Se inclinó hacia ella, espantando con su bastón a las serpientes que se habían enrollado en su caja torácica, y le rompió la mano.

—Bien —dijo hablando en voz alta para infundirse valor—, ya que tengo que afrontar este laberinto, más vale que empiece enseguida.

Rompió una de las falanges de la mano del esqueleto y la dejó en el suelo. Le serviría de referencia en caso de que volviera sobre sus pasos. Luego eligió ir a la izquierda, a la izquierda, y de nuevo a la izquierda. Ya vería si tropezaba con un callejón sin salida o si giraba en círculos. Extrañamente, ya no tenía miedo. Mejor aún, se sentía inocente.

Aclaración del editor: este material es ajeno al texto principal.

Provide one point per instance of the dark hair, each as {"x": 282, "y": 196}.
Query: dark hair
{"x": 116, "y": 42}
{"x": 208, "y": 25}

«Seguro que saldré de esta... ¡Porque yo no he hecho nada!»

En realidad, no era completamente falso, ya que él no tenía nada que ver con la última carta que había recibido el emperador. «Sí. Sí. Saldré de esta. Pero ¿y después? Bien, creo que me lanzaré a los pies del emperador y... ¿Confesaré?»

Guillermo caminó durante un buen rato; volvió sobre sus pasos, eligió otro camino, fue hacia la izquierda, otra vez a la izquierda, y luego a la derecha... Y se encontró de nuevo en el punto de partida. Cambió de camino por tercera vez, luego otra, y una quinta. En vano.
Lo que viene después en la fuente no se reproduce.